When God calls me to something, am I willing to count the cost, trust in His provision for all the "but firsts..." that I might come up with, and immediately follow Him? If I really want to walk with God, I must be willing to bypass thoughts like, "I will follow You LORD,  but first let me" ...get some more sleep, go here or there, do this or that, consult with my spouse or friend for their opinion on the matter, and just do what He's told me to do. There may be naysayers. There may be people who do not agree. There may be others who think they should come first in my life. Nonetheless, I just need to do what Jesus tells me to do as the greatest authority in my life, and walk confidently in it!

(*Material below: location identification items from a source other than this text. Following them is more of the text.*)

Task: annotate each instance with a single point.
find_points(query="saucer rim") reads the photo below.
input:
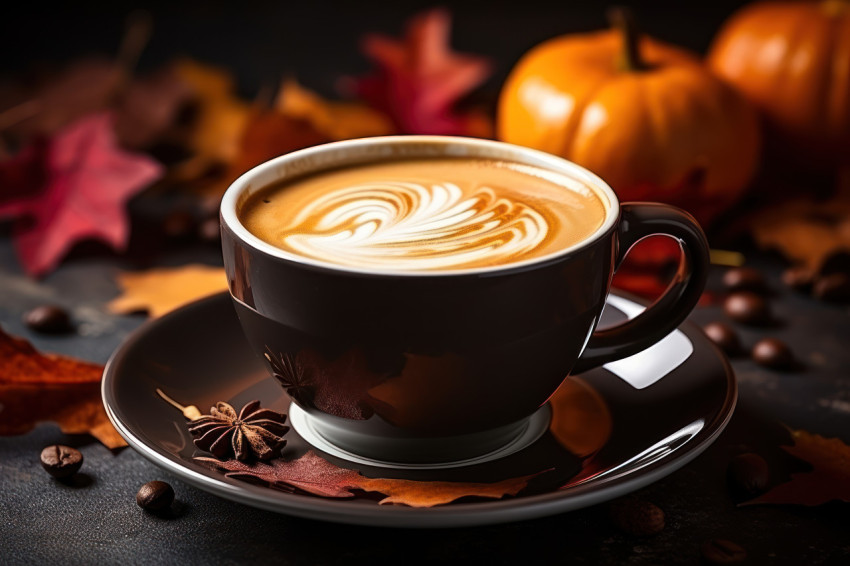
(455, 515)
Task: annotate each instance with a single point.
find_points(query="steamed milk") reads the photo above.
(425, 214)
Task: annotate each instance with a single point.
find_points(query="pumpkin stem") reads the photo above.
(835, 7)
(622, 19)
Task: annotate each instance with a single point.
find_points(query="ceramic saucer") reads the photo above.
(612, 430)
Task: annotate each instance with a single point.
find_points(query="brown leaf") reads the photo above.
(220, 118)
(431, 493)
(161, 290)
(267, 134)
(804, 230)
(335, 120)
(581, 421)
(338, 386)
(313, 474)
(828, 480)
(36, 387)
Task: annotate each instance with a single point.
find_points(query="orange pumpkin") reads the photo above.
(792, 59)
(648, 118)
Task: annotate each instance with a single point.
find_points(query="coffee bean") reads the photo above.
(720, 551)
(637, 517)
(748, 308)
(61, 461)
(724, 336)
(745, 279)
(748, 474)
(773, 353)
(155, 496)
(834, 288)
(48, 319)
(799, 278)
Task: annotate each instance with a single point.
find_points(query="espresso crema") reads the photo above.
(425, 214)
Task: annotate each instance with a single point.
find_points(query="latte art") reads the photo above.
(425, 215)
(414, 226)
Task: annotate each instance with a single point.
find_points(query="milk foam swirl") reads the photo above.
(403, 225)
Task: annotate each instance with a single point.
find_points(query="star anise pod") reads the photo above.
(254, 432)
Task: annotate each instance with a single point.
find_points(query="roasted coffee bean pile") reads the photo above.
(748, 303)
(155, 496)
(831, 283)
(61, 462)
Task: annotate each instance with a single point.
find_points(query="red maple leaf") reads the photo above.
(312, 474)
(419, 79)
(89, 180)
(36, 387)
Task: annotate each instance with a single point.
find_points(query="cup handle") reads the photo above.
(638, 221)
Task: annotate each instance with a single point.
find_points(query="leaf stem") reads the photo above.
(190, 412)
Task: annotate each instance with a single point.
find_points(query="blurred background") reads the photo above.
(317, 40)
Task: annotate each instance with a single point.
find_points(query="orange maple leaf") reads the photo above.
(36, 387)
(828, 480)
(312, 474)
(161, 290)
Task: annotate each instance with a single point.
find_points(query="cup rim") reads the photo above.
(457, 146)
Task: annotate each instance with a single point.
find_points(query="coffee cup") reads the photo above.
(444, 348)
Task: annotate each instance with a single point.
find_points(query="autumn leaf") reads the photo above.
(84, 87)
(148, 107)
(162, 290)
(419, 79)
(804, 230)
(828, 480)
(89, 181)
(36, 387)
(220, 117)
(315, 475)
(581, 421)
(267, 134)
(334, 120)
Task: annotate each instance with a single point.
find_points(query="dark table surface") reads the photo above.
(97, 520)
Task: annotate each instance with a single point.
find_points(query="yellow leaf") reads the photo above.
(159, 291)
(336, 120)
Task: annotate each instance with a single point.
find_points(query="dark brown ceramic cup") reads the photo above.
(442, 366)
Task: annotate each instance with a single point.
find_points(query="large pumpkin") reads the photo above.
(648, 118)
(793, 60)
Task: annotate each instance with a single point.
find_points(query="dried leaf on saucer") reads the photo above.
(162, 290)
(581, 420)
(315, 475)
(419, 79)
(89, 181)
(805, 231)
(335, 120)
(36, 387)
(85, 86)
(829, 479)
(25, 172)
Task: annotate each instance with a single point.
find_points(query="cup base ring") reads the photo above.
(332, 436)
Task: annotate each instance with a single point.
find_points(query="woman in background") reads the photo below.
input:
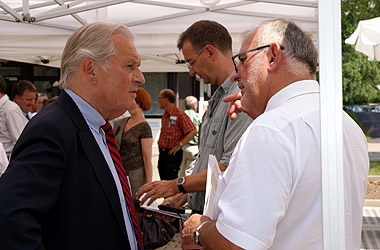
(134, 139)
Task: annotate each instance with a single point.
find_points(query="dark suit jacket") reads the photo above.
(58, 192)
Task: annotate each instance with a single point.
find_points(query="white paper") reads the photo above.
(213, 173)
(154, 208)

Father God, please forgive my unfaithfulness this morning. For saying "I will follow You," but putting laundry and cleaning the kitchen for early morning company in front of my time with You. When tested, I want to be found faithful to You. Help me to walk with confidence in the things You've called me to without delay and without excuse. Guide my steps and make straight the way as I trust in You (Proverbs 3:5-6). In Jesus' name I pray, amen.

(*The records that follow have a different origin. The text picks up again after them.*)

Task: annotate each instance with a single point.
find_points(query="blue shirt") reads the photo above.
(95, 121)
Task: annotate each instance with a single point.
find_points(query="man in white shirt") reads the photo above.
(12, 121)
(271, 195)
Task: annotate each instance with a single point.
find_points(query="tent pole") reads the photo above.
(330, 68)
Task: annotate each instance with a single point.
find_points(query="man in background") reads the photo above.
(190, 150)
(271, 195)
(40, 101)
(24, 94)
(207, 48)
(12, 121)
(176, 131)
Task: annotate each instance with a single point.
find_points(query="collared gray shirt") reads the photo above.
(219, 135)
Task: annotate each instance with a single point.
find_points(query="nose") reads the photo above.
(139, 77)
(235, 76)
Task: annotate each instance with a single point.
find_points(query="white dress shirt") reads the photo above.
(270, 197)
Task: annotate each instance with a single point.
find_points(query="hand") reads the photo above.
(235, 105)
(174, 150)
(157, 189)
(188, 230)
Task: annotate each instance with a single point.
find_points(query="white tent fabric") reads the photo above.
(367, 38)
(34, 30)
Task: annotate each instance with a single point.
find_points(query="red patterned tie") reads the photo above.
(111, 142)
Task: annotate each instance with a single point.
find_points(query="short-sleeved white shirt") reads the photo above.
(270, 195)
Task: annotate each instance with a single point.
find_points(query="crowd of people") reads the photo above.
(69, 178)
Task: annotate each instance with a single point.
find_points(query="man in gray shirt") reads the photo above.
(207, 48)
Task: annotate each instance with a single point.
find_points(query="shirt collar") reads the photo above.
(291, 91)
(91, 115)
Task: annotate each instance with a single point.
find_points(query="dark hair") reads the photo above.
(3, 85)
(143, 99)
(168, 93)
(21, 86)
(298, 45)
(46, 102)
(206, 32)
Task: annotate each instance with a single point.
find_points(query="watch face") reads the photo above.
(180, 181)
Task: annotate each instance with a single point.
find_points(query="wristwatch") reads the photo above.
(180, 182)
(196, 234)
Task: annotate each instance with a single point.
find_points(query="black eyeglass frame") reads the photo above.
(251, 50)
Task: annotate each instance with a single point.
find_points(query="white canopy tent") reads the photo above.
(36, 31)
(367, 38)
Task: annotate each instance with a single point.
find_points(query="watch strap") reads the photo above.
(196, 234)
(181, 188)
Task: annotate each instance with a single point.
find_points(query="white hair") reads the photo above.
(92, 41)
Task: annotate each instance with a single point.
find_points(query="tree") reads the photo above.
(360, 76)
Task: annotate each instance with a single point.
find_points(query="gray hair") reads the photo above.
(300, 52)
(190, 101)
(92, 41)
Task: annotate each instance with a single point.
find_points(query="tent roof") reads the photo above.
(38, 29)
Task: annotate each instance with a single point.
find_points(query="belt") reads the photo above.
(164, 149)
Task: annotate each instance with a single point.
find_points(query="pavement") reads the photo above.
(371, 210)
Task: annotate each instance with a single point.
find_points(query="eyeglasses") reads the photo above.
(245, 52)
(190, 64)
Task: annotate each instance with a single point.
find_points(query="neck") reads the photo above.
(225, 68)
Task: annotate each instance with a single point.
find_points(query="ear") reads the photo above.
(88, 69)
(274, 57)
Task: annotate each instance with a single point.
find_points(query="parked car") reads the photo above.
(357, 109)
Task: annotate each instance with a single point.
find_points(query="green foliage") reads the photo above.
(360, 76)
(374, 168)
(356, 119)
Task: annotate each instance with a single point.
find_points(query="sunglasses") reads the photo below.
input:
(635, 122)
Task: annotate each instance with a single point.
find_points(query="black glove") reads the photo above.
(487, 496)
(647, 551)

Saturday, December 7, 2013

My Way or the Highway

"'Master,' said John, 'we saw a man driving out demons in Your name and we tried to stop him, because he is not one of us.' 'Do not stop him,' Jesus said, 'for whoever is not against you is for you.'" Luke 9:49-50

This man the disciples encountered was not one of "them." He was not one of the twelve, that is. And he was not one that was associated with them. Yet, in using Jesus' name to drive out demons it was obvious He had heard of Him, had faith in Him, and believed in the power of His name. He was using His name for His glory, not his own, and not satan's. Therefore he was for the same things the disciples were.

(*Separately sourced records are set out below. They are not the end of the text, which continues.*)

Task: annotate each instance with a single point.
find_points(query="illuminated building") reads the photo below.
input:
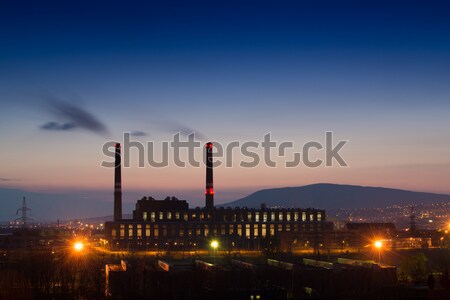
(169, 223)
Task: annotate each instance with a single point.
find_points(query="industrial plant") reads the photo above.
(171, 224)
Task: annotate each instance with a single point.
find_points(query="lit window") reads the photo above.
(130, 230)
(230, 229)
(263, 230)
(247, 230)
(139, 231)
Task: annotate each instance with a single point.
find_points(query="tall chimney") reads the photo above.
(209, 192)
(117, 185)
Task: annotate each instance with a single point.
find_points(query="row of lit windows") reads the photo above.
(248, 230)
(243, 217)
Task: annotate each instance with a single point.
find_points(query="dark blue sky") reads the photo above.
(376, 73)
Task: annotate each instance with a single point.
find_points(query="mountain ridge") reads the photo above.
(333, 196)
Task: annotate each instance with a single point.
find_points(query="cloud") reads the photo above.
(58, 126)
(75, 116)
(138, 133)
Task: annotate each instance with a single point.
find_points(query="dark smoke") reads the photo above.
(77, 116)
(138, 133)
(58, 126)
(175, 127)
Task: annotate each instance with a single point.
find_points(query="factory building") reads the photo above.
(171, 224)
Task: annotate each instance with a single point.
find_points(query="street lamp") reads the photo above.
(379, 245)
(78, 246)
(214, 245)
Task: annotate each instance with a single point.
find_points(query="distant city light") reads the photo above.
(378, 244)
(214, 244)
(78, 246)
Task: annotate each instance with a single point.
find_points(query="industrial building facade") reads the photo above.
(170, 224)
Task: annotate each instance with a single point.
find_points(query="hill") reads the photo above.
(332, 196)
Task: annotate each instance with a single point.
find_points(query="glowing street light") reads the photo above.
(379, 245)
(214, 245)
(78, 246)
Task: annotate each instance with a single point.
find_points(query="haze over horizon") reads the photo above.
(74, 76)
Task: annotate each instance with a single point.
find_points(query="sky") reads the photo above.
(77, 74)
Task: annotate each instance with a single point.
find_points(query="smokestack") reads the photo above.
(117, 185)
(209, 192)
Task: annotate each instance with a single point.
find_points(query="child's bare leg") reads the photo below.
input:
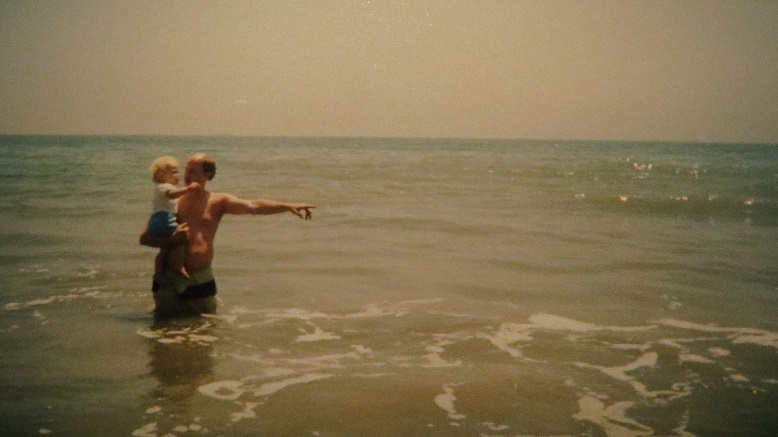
(159, 263)
(175, 259)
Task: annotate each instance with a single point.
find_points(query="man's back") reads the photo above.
(202, 211)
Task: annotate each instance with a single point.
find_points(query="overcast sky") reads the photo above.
(609, 70)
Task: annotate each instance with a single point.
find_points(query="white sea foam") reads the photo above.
(446, 401)
(317, 335)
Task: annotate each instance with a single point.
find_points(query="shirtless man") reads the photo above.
(200, 213)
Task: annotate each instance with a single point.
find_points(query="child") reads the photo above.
(164, 172)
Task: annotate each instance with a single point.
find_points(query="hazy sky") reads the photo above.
(625, 69)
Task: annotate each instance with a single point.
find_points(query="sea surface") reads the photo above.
(443, 288)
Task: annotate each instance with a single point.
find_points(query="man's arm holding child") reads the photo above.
(175, 193)
(178, 237)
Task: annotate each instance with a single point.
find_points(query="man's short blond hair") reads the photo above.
(161, 166)
(207, 163)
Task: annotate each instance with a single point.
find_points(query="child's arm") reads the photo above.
(175, 193)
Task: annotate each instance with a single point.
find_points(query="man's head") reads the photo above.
(200, 168)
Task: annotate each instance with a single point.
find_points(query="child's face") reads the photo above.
(170, 176)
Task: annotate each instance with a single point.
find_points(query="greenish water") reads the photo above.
(444, 287)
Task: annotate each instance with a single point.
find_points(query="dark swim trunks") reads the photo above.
(205, 289)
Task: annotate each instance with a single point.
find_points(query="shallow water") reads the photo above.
(444, 287)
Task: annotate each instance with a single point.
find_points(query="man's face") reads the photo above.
(194, 173)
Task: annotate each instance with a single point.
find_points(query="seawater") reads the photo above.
(444, 287)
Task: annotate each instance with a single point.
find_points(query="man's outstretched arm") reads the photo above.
(235, 205)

So then, like the disciples did in this case, why do we question people? Let me start with myself... Why do I question people? Am I questioning their motives, or do I lack trust that God will use their different way of doing things for His glory? Am I being overly protective, or is it a control issue? Do I think my way is the best, most thought out plan? Or is it that I want to get the credit, meaning my motives are impure? To answer honestly, sometimes it's a mixture of all these things. 

Lord Jesus, Please forgive for the times my thoughts and motives get out of line. For the times I want the right things for the wrong reasons. For the times I feel indignant about things I should probably not have such strong feelings about. I recognize now that it usually happens in areas where I need to trust You more. That's happened twice in the last two days! Thank You for Your forgiveness in those things and the grace I was able to show myself. I certainly don't want to be a "my way or the highway" personality. Lord, help me to be a vessel of Your grace towards others, and myself. Make my motives pure and help me to be slow to speak, slow to anger, and slow to judge. I need to trust Your Word where it says that You will work for the good of those who love You, who have been called according to Your purpose (Romans 8:28). Thank You that You can be trusted for that! In Jesus' name, amen.